Porque si hay una organización política en España que ha funcionado durante años como una maquinaria paralela al Estado, esa es el Partido Popular. Y si hay una sede que merece el apodo de “Corruptolandia”, es Génova 13. Desde esa dirección, el PP construyó durante décadas un modelo de poder donde la corrupción no era una anomalía, sino el método. No fue un caso aislado. Fue una estructura. Y aunque algunos insistan en reescribir la historia, los hechos son persistentes.

Estos días hemos sabido que Cristóbal Montoro, exministro de Hacienda, ha sido imputado por liderar una trama dedicada nada menos que a traficar con leyes desde el propio Estado. Empresas privadas pagaban para que desde el Ministerio se modificaran normas a medida. Y, al frente, una red con nombres de despacho y eslóganes técnicos, pero con prácticas que poco tienen que envidiar a un organización criminal. Entre los imputados figura también uno de los economistas que hoy asesora a Feijóo. Hasta ahora, nadie en el PP ha considerado que eso merezca una explicación pública.

Mientras tanto, Rodrigo Rato, símbolo del (mal) llamado “milagro económico”, continúa cumpliendo condena por delitos económicos. Y el entorno personal de Isabel Díaz Ayuso tampoco se libra: su pareja afronta una acusación por fraude fiscal con una petición de prisión de cuatro años. Nada de esto parece alterar el discurso oficial. De hecho, en lugar de hacer autocrítica o asumir responsabilidades, el Partido Popular apartó a quien se atrevió a levantar la voz. Pablo Casado fue defenestrado por atreverse a preguntar por los contratos públicos que rodeaban a la presidenta madrileña. No hubo debate, ni investigación interna, ni transparencia. Hubo silencio. Y una purga.
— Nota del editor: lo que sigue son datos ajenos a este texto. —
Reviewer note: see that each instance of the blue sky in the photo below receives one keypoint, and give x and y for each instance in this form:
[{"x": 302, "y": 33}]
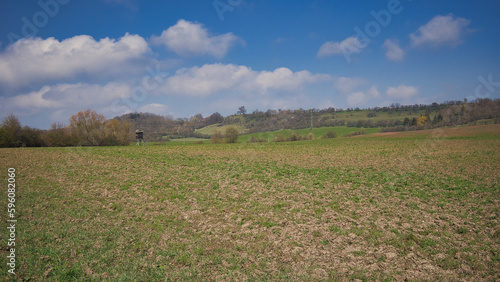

Además, está el pasado que Feijóo intenta borrar con la goma de la amnesia: la Gürtel, la Púnica, el caso Lezo, la caja B de Bárcenas. No solo existieron. Fueron juzgados. Fueron condenados. Fueron estructurales. Y, en paralelo, la llamada trama Kitchen, que utilizó recursos del Ministerio del Interior para espiar a su propio extesorero, destruyendo pruebas y violando derechos fundamentales. Todo ello, con la participación activa de lo que se dio en llamar “policía patriótica”, y que fue organizado y amparado por ministerios que respondían más a intereses partidistas que al interés general.

Nada de esto escandaliza a Feijóo. No hay indignación, ni condena. Al contrario, hay una estrategia de silencio, de maquillaje, de reciclaje de algunas caras para salvar estructuras. Feijóo no representa una ruptura con ese pasado, sino su continuación blanqueada. Pero mientras tanto, se atreve a llamar mafioso al presidente del Gobierno con una mezcla de sobriedad impostada y temeridad argumental. Lo dice sin rubor, sin probar nada, como si las pruebas de que su partido se financió con dinero negro no existieran, como si desde el despacho que ocupa en Génova 13 no se hubieran destruido discos duros, como si nadie recordara los sobres en B ni los papeles manuscritos de Luis Bárcenas. Hay que tener cuajo. 

Este Partido Popular no es una alternativa regeneradora. No es una renovación. Es el mismo engranaje oxidado disfrazado de modernidad. Es una vieja maquinaria con chapa nueva que vuelve a poner en marcha los engranajes del poder con los mismos vicios de siempre. Porque ahora ya no solo se trata de cobrar comisiones o repartir favores. Ahora descubrimos que se compraban leyes desde Hacienda con informes manipulados, en despachos que nunca dejaron de estar conectados con los pasillos del Gobierno.

Feijóo no lidera una alternativa política. Lidera un intento de restaurar el régimen de impunidad que el país creyó haber superado. No viene a limpiar la democracia, viene a anestesiarla. El PP ha construido durante décadas un modelo de poder basado en la corrupción como método, no como accidente. Porque, al final, el problema no es “que caiga España”. El verdadero peligro es que quiera levantarla Génova 13 porque ahora, en pleno 2025, las piezas del puzle siguen encajando. Y es que a estas alturas todas y todos sabemos que Corruptolandia nunca cierra.

Montse Mínguez es secretaria general del Grupo Parlamentario Socialista y portavoz del PSOE.